Ontvankelijkheid beroep
Voor het instellen van beroep geldt op grond van artikel 6:7 van de Algemene wet bestuursrecht (Awb) een termijn van zes weken. Gerekend vanaf de datum van het bestreden besluit eindigde die termijn in dit geval op 7 december 2023. Het beroepschrift is echter pas op 8 december 2023 verzonden en op 11 december 2023 ontvangen. Dat zou dus te laat zijn.
De kantonrechter constateert echter dat de gemeente geen bewijs heeft van de verzending van de beslissing op het bezwaar, zodat de start van de beroepstermijn niet met zekerheid is vast te stellen. Betrokkene krijgt daarom het voordeel van de twijfel en de kantonrechter acht het beroep ontvankelijk.
Inhoudelijk
De kantonrechter is van oordeel dat uit de stukken in het dossier - met name uit de foto - voldoende blijkt dat de gedraging waarvoor de boete is opgelegd, is verricht.
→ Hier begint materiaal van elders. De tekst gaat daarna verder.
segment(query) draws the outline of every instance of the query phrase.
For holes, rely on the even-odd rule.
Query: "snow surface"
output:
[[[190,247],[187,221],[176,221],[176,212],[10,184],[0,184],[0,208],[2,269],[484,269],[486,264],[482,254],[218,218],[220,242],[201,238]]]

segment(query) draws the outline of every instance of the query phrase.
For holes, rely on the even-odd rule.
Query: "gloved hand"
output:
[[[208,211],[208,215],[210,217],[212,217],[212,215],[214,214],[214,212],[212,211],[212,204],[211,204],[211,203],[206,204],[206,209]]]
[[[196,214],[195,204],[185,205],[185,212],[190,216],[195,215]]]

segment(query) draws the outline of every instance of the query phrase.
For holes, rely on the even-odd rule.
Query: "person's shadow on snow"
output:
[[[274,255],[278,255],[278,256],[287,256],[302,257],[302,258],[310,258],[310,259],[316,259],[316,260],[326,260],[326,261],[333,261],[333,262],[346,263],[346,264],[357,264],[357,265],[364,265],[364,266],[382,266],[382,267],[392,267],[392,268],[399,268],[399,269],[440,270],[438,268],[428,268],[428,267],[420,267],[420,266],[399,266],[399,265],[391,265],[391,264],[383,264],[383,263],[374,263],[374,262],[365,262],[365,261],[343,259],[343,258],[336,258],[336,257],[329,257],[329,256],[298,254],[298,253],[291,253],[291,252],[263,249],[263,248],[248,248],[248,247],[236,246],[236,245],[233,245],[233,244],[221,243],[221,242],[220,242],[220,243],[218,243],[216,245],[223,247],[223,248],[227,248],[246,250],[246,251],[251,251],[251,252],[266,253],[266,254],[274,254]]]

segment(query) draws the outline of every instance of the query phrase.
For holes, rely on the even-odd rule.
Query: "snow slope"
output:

De vraag is vooral of betrokkene degene is die deze overtreding heeft begaan.
De verklaring van de verbalisanten biedt in beginsel voldoende grondslag voor de vaststelling dat betrokkene de overtreder is, nu deze op ambtseed of ambtsbelofte is opgemaakt.
De kantonrechter ziet in wat betrokkene heeft aangevoerd geen aanleiding om te twijfelen aan de waarneming van de twee verbalisanten. De boete is dus terecht opgelegd.
De kantonrechter ziet in wat betrokkene heeft aangevoerd ook geen reden om de boete te matigen.
Het beroep wordt daarom ongegrond verklaard.

Beslissing

De kantonrechter verklaart het beroep ongegrond.
Deze uitspraak is gedaan door mr. M. Breeman, kantonrechter, bijgestaan door de griffier E. Alekperov, en in het openbaar uitgesproken op 11 maart 2025.
Als u het niet eens bent met deze beslissing, dan kunt u binnen 6 weken na de hieronder vermelde datum van verzending van deze beslissing hoger beroep instellen bij het gerechtshof Arnhem-Leeuwarden, maar alleen als:
de boete meer dan € 110,00 bedraagt, of
uw beroep niet-ontvankelijk is verklaard omdat u niet of niet op tijd zekerheid heeft gesteld.
Het beroepschrift moet worden ingediend bij Rechtbank Zeeland-West-Brabant, Team strafrecht, Postbus 90008, 4800 PA Breda. Het beroepschrift moet zijn ondertekend door degene die beroep heeft ingesteld of door de gemachtigde.
U dient daarbij het zaaknummer te vermelden.
De procedure bij het gerechtshof verloopt geheel schriftelijk, tenzij u in het beroepschrift uitdrukkelijk vraagt om een zitting waarop u uw standpunt mondeling wilt toelichten.